Und ansonsten gelten die Sprichworte: "Wer sich verteidigt, klagt sich an" oder "Getroffene Hunde bellen".


Tanja Kratt, ADEXA, Zweite Vorsitzende



Kommentar


Wenn Deutschland seinen konjunkturellen Aufschwung beibehalten will, muss endlich die Binnennachfrage gestärkt werden. Denn der schwache Dollar ist eine aktuelle Gefahr für die einseitig exportgestützte Konjunktur in Deutschland. Für eine nachhaltig starke Wirtschaft muss es in allen Branchen brummen – gerade auch im Einzelhandel und im Dienstleistungssektor. Und dafür müssen die Beschäftigten spürbar mehr Geld im Portemonnaie haben.

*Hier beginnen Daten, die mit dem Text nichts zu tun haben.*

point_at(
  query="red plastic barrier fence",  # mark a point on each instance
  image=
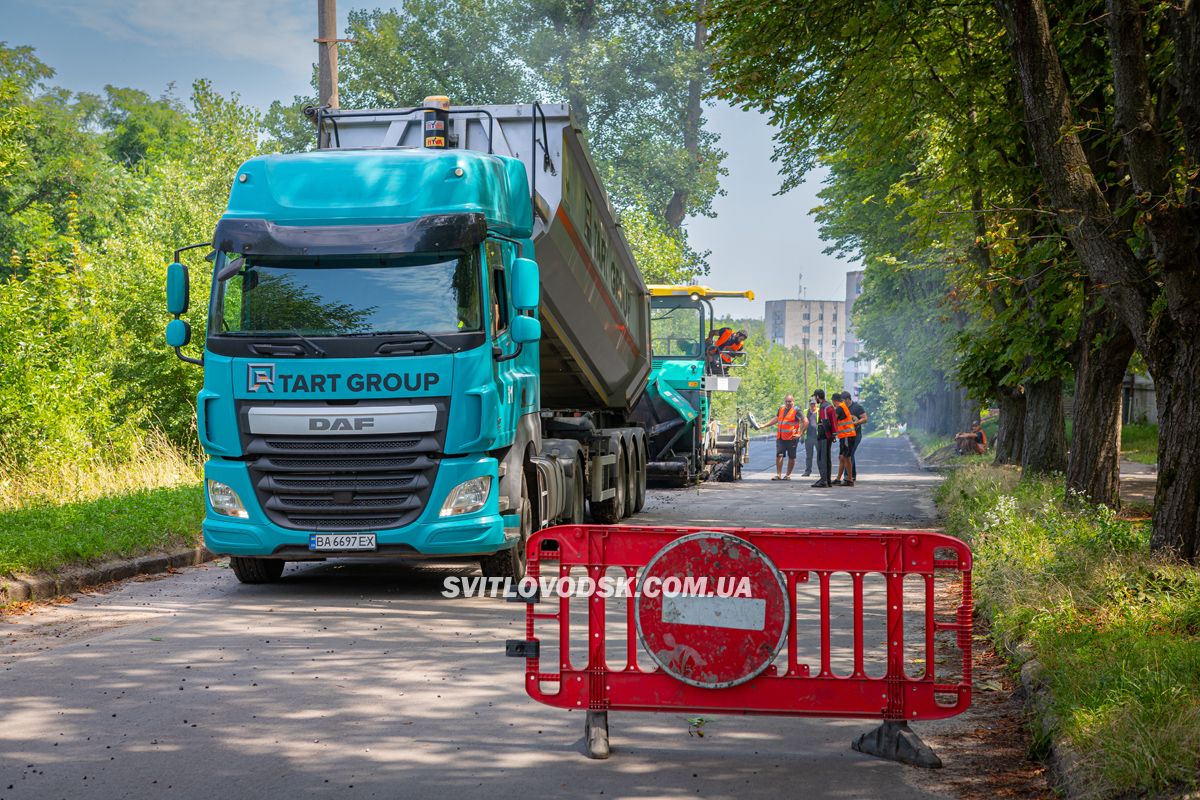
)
(735, 647)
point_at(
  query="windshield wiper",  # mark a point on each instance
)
(282, 335)
(431, 337)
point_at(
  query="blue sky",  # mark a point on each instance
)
(263, 50)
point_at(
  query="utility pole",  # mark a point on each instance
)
(804, 330)
(327, 62)
(327, 52)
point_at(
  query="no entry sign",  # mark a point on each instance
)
(727, 615)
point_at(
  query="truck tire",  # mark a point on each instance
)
(640, 499)
(631, 473)
(251, 570)
(510, 561)
(579, 495)
(724, 471)
(611, 511)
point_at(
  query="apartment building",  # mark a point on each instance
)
(819, 325)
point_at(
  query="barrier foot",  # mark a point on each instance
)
(898, 743)
(595, 734)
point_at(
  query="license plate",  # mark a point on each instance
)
(341, 542)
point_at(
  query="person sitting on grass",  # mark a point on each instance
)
(973, 441)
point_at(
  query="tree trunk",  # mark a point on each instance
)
(1177, 498)
(1044, 447)
(1011, 435)
(677, 208)
(1095, 465)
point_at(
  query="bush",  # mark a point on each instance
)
(1116, 630)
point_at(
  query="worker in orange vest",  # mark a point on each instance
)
(846, 433)
(790, 426)
(721, 346)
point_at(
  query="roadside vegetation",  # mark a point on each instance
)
(1019, 181)
(1115, 627)
(47, 537)
(1139, 443)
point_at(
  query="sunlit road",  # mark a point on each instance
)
(361, 680)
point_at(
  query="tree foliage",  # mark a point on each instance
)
(96, 191)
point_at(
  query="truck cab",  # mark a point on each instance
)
(373, 361)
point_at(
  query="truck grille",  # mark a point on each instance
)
(342, 483)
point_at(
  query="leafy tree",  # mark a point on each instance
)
(139, 127)
(55, 164)
(663, 254)
(1146, 257)
(634, 76)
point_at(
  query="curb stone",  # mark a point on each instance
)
(1062, 758)
(45, 587)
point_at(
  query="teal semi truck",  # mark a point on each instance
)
(687, 444)
(425, 338)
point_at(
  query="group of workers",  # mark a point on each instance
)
(838, 420)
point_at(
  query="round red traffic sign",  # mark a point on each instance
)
(712, 609)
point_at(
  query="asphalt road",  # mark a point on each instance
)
(360, 680)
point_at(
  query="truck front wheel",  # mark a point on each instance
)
(510, 563)
(250, 570)
(612, 510)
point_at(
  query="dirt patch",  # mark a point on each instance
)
(985, 750)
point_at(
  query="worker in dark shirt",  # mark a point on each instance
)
(810, 437)
(859, 415)
(826, 426)
(973, 441)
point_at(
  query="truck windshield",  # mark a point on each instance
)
(432, 293)
(676, 330)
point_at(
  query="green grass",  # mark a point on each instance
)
(1139, 443)
(47, 537)
(928, 443)
(1116, 630)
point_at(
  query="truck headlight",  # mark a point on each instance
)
(226, 501)
(468, 497)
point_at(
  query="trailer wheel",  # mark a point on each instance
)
(250, 570)
(726, 471)
(612, 510)
(631, 473)
(640, 458)
(510, 563)
(579, 494)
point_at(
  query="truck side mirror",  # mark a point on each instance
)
(179, 334)
(177, 288)
(526, 282)
(525, 330)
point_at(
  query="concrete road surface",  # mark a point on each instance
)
(360, 680)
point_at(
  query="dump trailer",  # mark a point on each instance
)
(685, 443)
(425, 338)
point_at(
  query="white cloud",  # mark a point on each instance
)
(276, 32)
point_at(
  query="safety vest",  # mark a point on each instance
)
(789, 422)
(845, 427)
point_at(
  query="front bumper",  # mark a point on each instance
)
(475, 534)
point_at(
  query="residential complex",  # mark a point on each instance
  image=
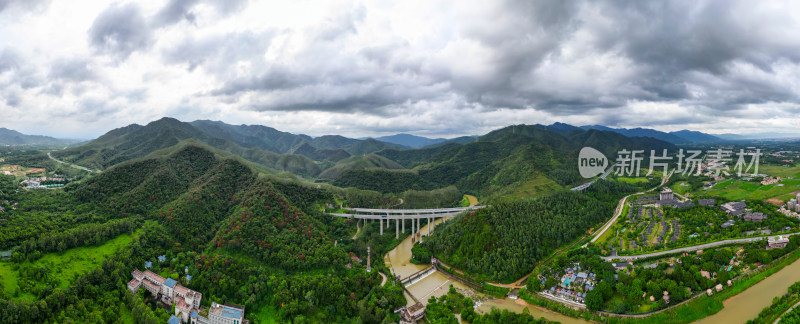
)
(734, 208)
(220, 314)
(794, 204)
(167, 291)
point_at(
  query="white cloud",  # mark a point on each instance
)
(363, 68)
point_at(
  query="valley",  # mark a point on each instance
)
(284, 243)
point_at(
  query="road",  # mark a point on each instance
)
(383, 278)
(70, 164)
(358, 229)
(621, 207)
(689, 248)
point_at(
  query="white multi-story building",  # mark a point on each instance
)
(168, 290)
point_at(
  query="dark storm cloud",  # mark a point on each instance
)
(119, 31)
(73, 69)
(561, 57)
(218, 53)
(22, 4)
(176, 10)
(9, 60)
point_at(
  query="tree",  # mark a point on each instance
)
(594, 300)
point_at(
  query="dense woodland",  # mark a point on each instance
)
(505, 240)
(443, 310)
(259, 243)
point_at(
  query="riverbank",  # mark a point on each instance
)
(745, 298)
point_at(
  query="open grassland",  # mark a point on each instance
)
(781, 171)
(64, 266)
(738, 189)
(539, 185)
(265, 315)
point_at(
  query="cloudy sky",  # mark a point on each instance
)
(434, 68)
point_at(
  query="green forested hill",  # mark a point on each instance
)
(506, 240)
(519, 160)
(359, 162)
(255, 241)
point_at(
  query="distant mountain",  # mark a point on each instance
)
(696, 137)
(136, 141)
(323, 148)
(263, 137)
(357, 163)
(731, 137)
(411, 141)
(642, 132)
(560, 128)
(679, 137)
(12, 137)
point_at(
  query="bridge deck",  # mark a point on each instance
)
(414, 211)
(390, 216)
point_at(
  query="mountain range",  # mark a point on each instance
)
(491, 164)
(12, 137)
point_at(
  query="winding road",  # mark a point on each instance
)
(621, 207)
(689, 248)
(70, 164)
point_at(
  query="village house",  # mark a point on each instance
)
(221, 314)
(734, 208)
(168, 291)
(754, 217)
(411, 314)
(777, 242)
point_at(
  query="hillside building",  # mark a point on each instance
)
(168, 291)
(754, 217)
(666, 194)
(221, 314)
(734, 208)
(706, 202)
(777, 242)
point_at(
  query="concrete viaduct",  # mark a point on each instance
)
(398, 215)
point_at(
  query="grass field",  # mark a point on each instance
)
(125, 314)
(780, 171)
(738, 189)
(539, 185)
(65, 266)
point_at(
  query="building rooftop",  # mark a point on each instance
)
(227, 311)
(170, 282)
(154, 276)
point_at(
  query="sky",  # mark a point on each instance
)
(77, 69)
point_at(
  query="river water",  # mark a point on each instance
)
(399, 260)
(437, 284)
(747, 304)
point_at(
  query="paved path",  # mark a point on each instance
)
(621, 207)
(690, 248)
(70, 164)
(358, 229)
(383, 278)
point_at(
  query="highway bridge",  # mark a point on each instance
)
(401, 215)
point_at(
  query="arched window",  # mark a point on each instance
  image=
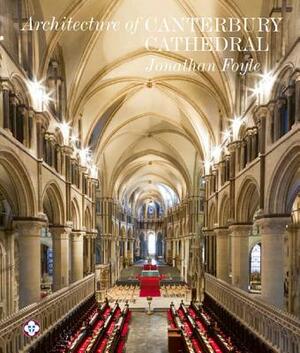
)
(151, 244)
(56, 85)
(255, 268)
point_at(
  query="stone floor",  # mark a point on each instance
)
(148, 333)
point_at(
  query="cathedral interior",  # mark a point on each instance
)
(147, 210)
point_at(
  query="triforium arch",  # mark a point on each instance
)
(75, 215)
(285, 184)
(224, 211)
(53, 204)
(247, 201)
(17, 184)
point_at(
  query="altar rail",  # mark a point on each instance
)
(47, 312)
(277, 328)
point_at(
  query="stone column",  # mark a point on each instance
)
(77, 256)
(125, 252)
(240, 255)
(89, 253)
(182, 266)
(222, 236)
(4, 106)
(60, 239)
(13, 122)
(29, 231)
(186, 258)
(272, 231)
(297, 100)
(293, 290)
(93, 251)
(10, 276)
(174, 253)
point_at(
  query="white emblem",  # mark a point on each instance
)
(31, 328)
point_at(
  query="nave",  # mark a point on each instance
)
(130, 320)
(105, 166)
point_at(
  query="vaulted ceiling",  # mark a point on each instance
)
(148, 130)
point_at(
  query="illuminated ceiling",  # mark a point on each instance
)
(149, 130)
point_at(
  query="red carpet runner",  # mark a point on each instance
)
(149, 286)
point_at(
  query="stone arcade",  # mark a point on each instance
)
(107, 169)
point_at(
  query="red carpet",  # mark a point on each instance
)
(149, 286)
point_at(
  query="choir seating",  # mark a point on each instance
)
(172, 291)
(92, 328)
(201, 334)
(240, 335)
(123, 293)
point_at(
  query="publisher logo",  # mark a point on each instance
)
(31, 328)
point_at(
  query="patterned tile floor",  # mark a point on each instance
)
(148, 333)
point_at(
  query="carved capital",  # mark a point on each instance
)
(273, 225)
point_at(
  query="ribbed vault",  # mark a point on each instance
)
(150, 132)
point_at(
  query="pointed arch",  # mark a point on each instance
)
(285, 182)
(247, 201)
(20, 187)
(53, 204)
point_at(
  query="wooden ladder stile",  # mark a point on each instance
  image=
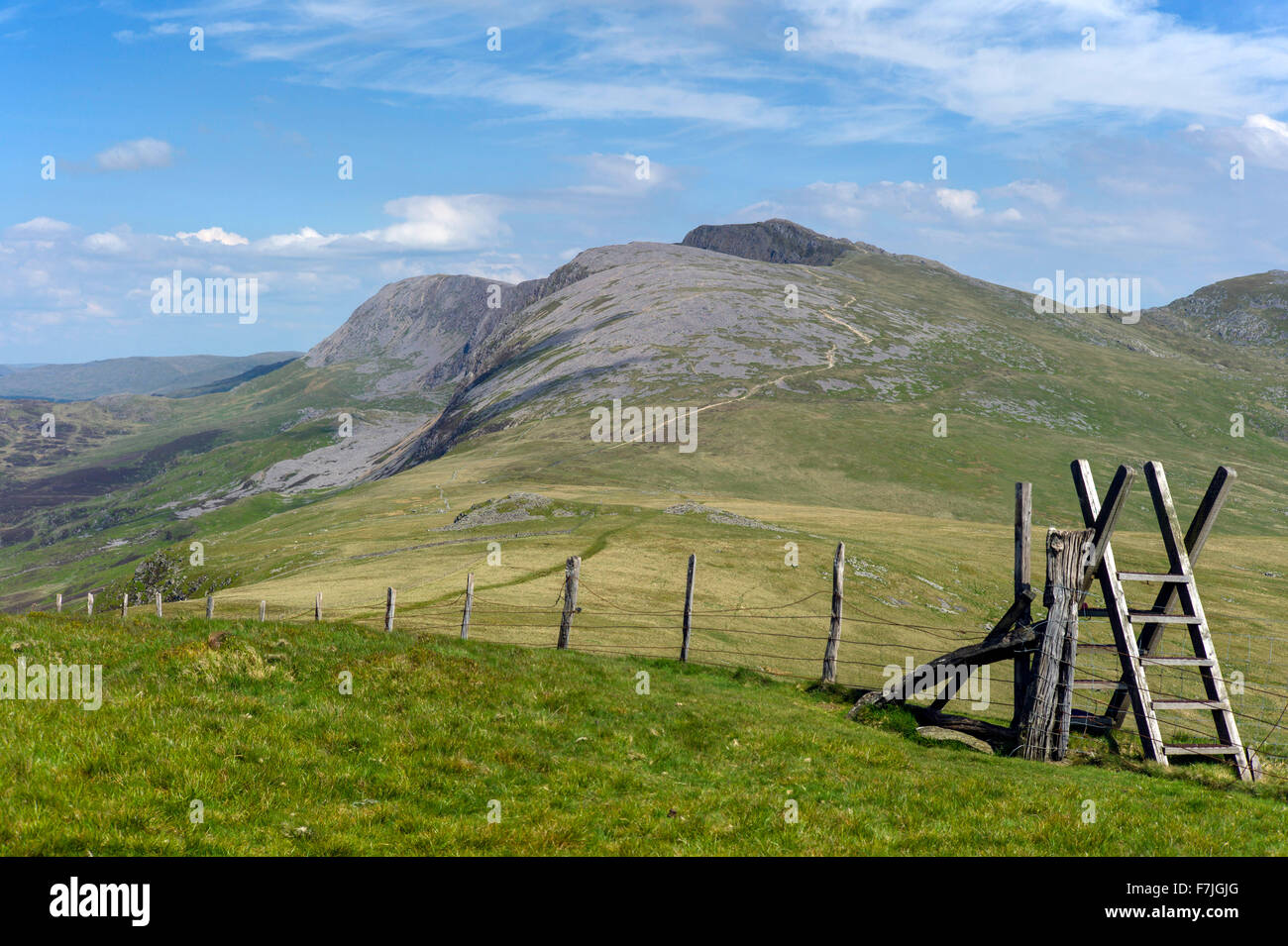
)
(1136, 652)
(1133, 683)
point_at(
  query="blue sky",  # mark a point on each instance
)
(1106, 158)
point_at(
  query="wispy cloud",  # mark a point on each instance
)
(134, 156)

Das bedeutet für die Politik, die steuerlichen und die arbeitsmarktpolitischen Rahmenbedingungen so zu verbessern, dass Menschen mit geringen und mittleren Arbeitseinkommen nicht weiter belastet werden. So hat die Erhöhung der Mehrwertsteuer die private Kaufkraft erheblich geschwächt und etwaige Gehaltserhöhungen ungemerkt verpuffen lassen. Eine Senkung der Mehrwertsteuer auf Arzneimittel, wie sie ADEXA seit Langem fordert, würde sowohl die privaten Haushalte entlasten als auch die Krankenkassen. Mit Blick auf bereits geplante Erhöhungen der Krankenversicherungsbeiträge – Stichwort Gesundheitsfonds – ist das eine längst überfällige Entscheidung.

Aber der schwarze Peter liegt nicht allein bei den Politikern. Auch die Arbeitgeber müssen sich an die eigene Nase fassen. Wer seine Mitarbeiter nicht angemessen bezahlt, handelt sowohl betriebs- wie volkswirtschaftlich kurzsichtig. ADEXA appelliert daher an die Arbeitgeber: Jede/r von Ihnen trägt Mitverantwortung für die Situation der Apotheken und der Gesamtwirtschaft in Deutschland. Ihre MitarbeiterInnen haben viel geleistet – und sie verdienen höhere Gehälter! Daran sollten die Arbeitgebervertreter auch in den Tarifverhandlungen in diesem Jahr denken.